Suppose that {X,Y} are random variables with continuous distribution functions {F} and {G} respectively. Then Spearman’s {\rho} is defined as the Pearson correlation coefficient of the {\mathcal{U}(0,1)}-distributed random variables {U:=F \circ X} and {V:=G \circ Y}, and Kendall’s {\tau} is given by the probability of concordance minus the probability of discordance, i.e.

\displaystyle \rho(X,Y)=12\big(\mathbb{E}(UV)-\tfrac{1}{4}\big)

\displaystyle \tau(X,Y)= \mathbb{P}\big((X_1-X_2)(Y_1 -Y_2)>0) - \mathbb{P}\big((X_1-X_2)(Y_1 -Y_2)<0\big)

where {(X_1,Y_1)} and {(X_2,Y_2)} are independent and have the same distribution as {(X,Y)}. Clearly, {\tau} and {\rho} are the two most famous nonparametric measures of concordance.
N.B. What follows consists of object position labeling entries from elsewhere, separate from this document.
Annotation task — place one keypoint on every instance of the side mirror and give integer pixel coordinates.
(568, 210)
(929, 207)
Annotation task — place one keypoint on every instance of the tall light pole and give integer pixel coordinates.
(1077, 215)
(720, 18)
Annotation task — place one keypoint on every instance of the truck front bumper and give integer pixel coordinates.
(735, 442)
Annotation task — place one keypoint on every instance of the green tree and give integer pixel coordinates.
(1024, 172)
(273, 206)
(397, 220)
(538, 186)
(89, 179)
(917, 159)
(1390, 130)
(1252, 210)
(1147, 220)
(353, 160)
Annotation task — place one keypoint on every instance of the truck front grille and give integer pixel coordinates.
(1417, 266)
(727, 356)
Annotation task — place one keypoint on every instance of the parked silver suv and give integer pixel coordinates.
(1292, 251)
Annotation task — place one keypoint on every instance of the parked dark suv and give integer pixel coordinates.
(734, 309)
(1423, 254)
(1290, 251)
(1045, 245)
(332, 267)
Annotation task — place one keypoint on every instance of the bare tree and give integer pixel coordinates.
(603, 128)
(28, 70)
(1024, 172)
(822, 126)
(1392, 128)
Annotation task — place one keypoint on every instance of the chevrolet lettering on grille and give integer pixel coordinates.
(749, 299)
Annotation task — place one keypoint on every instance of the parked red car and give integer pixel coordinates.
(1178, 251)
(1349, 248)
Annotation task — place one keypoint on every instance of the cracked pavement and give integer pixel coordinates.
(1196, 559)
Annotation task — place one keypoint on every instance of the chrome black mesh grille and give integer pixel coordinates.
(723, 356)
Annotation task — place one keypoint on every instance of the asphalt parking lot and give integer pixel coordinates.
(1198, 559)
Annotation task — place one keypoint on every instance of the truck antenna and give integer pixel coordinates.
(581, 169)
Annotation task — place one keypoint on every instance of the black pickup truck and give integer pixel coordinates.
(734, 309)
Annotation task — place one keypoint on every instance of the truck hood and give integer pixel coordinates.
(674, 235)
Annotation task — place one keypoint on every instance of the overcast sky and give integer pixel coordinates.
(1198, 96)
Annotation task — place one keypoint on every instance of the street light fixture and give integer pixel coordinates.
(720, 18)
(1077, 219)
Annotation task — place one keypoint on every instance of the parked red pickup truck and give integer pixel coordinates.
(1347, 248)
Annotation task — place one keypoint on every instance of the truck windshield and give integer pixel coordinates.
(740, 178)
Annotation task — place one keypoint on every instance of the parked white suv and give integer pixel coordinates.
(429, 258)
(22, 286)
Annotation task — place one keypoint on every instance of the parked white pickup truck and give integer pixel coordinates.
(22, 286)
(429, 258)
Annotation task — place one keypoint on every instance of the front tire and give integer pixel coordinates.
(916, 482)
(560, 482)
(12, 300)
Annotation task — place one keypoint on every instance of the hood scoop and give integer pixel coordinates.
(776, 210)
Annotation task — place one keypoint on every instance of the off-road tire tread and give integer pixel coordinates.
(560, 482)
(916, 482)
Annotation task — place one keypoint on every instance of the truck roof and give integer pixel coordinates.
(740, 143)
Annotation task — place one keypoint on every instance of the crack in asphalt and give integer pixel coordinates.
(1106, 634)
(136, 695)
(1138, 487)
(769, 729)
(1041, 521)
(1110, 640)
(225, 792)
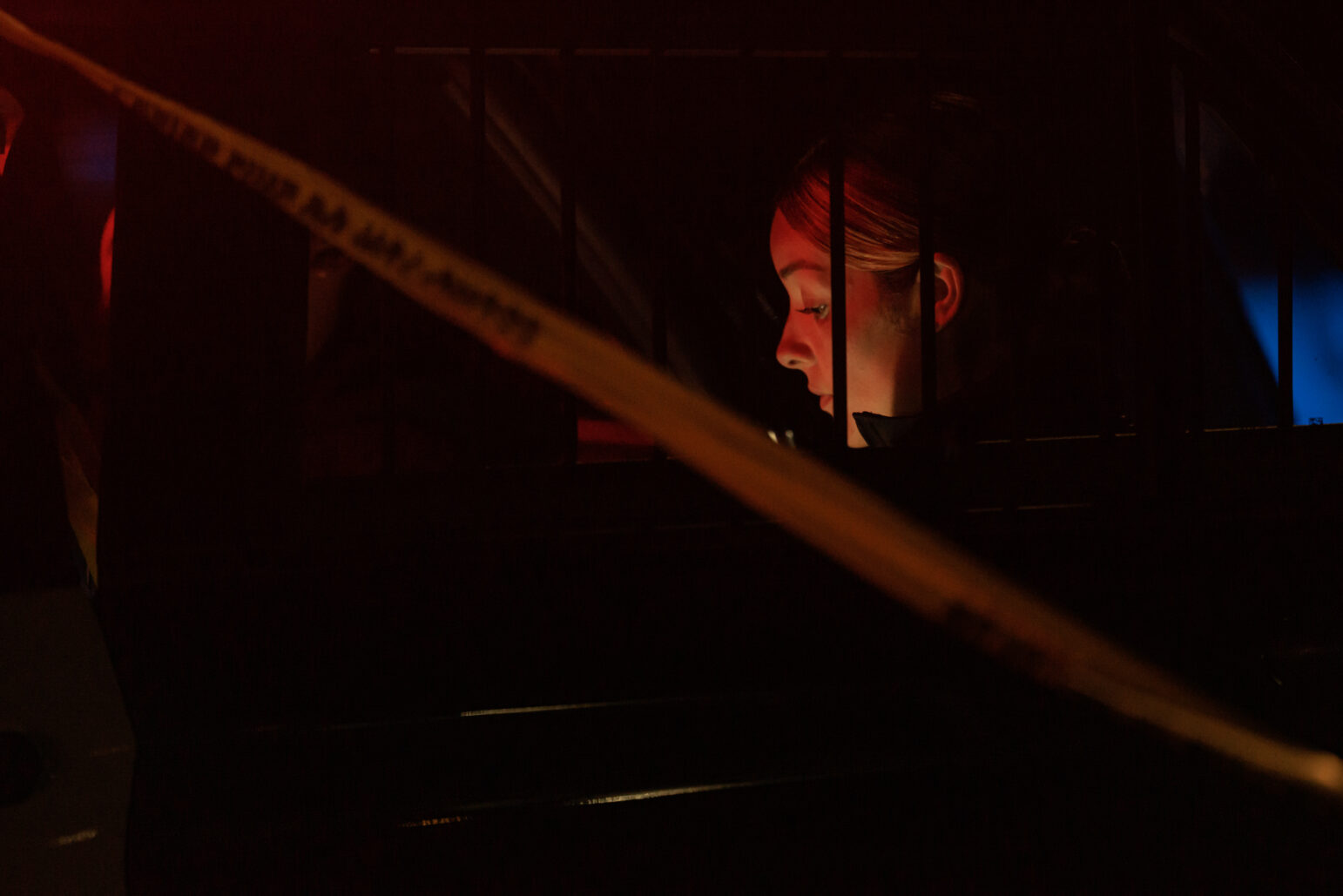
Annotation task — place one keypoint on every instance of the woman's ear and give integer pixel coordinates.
(951, 284)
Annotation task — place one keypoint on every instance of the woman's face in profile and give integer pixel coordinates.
(882, 358)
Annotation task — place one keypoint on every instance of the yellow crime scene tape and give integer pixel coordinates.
(862, 532)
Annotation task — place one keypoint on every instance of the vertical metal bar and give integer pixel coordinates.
(1286, 238)
(838, 255)
(927, 273)
(478, 113)
(569, 230)
(384, 62)
(1194, 250)
(658, 155)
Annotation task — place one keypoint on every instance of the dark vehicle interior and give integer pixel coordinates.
(398, 616)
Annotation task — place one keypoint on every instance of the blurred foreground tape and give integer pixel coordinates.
(852, 525)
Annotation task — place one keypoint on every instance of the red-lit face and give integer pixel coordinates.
(882, 358)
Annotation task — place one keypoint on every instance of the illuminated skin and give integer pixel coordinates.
(11, 116)
(882, 355)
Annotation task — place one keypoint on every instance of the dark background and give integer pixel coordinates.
(297, 651)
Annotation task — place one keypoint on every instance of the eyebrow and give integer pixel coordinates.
(800, 265)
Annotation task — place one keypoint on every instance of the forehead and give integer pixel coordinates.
(790, 247)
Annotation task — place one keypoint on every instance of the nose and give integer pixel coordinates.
(795, 349)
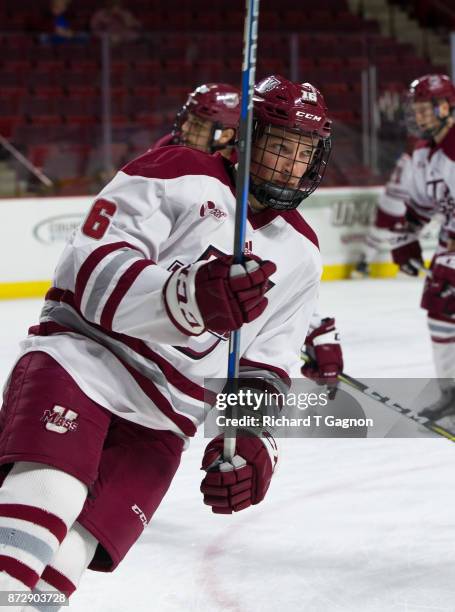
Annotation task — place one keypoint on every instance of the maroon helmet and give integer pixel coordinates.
(432, 88)
(218, 103)
(295, 114)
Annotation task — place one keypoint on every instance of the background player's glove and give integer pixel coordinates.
(323, 348)
(439, 291)
(217, 295)
(408, 255)
(232, 486)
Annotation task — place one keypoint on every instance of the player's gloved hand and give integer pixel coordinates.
(322, 347)
(408, 255)
(232, 486)
(217, 295)
(439, 291)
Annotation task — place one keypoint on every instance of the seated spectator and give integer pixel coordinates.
(116, 21)
(62, 30)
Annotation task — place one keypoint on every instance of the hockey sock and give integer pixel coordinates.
(38, 504)
(64, 572)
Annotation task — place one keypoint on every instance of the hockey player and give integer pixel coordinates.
(431, 191)
(389, 217)
(207, 121)
(109, 386)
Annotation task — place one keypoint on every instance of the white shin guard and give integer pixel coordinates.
(38, 504)
(64, 572)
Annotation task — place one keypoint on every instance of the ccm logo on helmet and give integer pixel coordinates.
(308, 116)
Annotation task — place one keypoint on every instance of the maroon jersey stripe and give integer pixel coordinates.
(172, 374)
(123, 285)
(90, 264)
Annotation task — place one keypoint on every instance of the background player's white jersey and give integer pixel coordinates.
(431, 184)
(395, 193)
(105, 322)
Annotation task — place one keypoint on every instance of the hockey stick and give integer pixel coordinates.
(387, 401)
(242, 187)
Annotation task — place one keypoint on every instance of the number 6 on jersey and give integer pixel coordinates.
(99, 218)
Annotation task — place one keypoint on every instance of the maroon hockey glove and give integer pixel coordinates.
(232, 486)
(217, 295)
(323, 348)
(439, 291)
(408, 255)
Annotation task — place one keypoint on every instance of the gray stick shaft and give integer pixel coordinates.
(242, 188)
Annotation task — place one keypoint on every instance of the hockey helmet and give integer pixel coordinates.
(432, 88)
(218, 103)
(291, 142)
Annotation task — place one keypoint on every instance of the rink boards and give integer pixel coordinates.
(34, 232)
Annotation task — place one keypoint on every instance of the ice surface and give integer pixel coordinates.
(348, 525)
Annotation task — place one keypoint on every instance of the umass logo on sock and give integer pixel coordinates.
(60, 420)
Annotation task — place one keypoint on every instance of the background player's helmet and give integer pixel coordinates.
(296, 113)
(218, 103)
(432, 88)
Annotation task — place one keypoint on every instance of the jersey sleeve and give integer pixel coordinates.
(417, 201)
(273, 354)
(110, 263)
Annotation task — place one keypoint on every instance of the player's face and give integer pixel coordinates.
(281, 157)
(425, 117)
(197, 132)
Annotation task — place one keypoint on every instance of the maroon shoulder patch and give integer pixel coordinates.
(174, 161)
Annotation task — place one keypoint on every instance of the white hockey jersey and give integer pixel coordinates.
(105, 322)
(431, 184)
(391, 205)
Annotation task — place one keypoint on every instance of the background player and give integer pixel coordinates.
(431, 191)
(389, 217)
(208, 120)
(109, 386)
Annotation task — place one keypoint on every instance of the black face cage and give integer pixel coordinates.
(411, 124)
(279, 178)
(194, 138)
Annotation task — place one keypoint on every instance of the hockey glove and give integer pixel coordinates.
(217, 295)
(439, 290)
(232, 486)
(323, 348)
Despite the fact that {\tau} and {\rho} are both concordance measures, they quantify different aspects of the underlying dependence structure and may vary significantly. Since the early 1950s two universal inequalities between {\tau} and {\rho} are known – the first one goes back to Daniels (1950), the second one to Durbin and Stuart (1951):

\displaystyle \vert 3 \tau-2 \rho \vert \leq 1 \ \ \ \ \ (1)

\displaystyle \frac{(1+\tau)^2}{2} -1 \leq \rho \leq 1- \frac{(1-\tau)^2}{2} \ \ \ \ \ (2)

{The classical τ-ρ-region determined by the inequalities (1) and (2) and some copulas (distributing mass uniformly on the blue segments) for which the inequality by Durbin and Stuart is sharp. The red line depicts the true boundary of Ω.

Although both inequalities have been known for decades now, a full characterization of the exact {\tau}{\rho}-region {\Omega}, defined by

\Omega=\big\{(\tau(X,Y),\rho(X,Y)):\,\, X,Y \text{ continuous random variables}\big\},

was first established in our article. Working with copulas and so-called shuffles it was possible to describe all random variables {(X,Y)} with {(\tau(X,Y),\rho(X,Y)) \in \partial \Omega}, where {\partial \Omega} denotes the topological boundary of {\Omega}. Figure 0 depicts some distributions of uniformly distributed random variables {X,Y} for which we have {(\tau(X,Y),\rho(X,Y)) \in \partial \Omega} – for a small animation we refer to animation {\partial \Omega}. Although our main objective was a full characterization of {\Omega} the proofs produced an equally interesting by-product: For every point {(x,y) \in \Omega} there exist random variables {X,Y} and a measurable bijection {f: \mathbb{R} \rightarrow \mathbb{R}} with {Y=f(X)} such that {(\tau(X,Y),\rho(X,Y))=(x,y)} holds. In other words: (Mutually) completely dependent random variables cover all possible {\tau}{\rho}-constellations.

As pointed out in Section 6 in our paper, characterizing the exact {\tau}{\rho}-region for standard families of distributions (or, equivalently, copulas) may in some cases be even more difficult than determining {\Omega} was. The main reason for this fact is that not in all families we may find dense subsets consisting of elements for which {\tau} and {\rho} allow for handy formulas (as it is the case for shuffles). The author conjectures, however, that the classical Hutchinson-Lai inequalities are not sharp for the class of all extreme-value copulas and that it might be possible to derive sharper inequalities in the near future.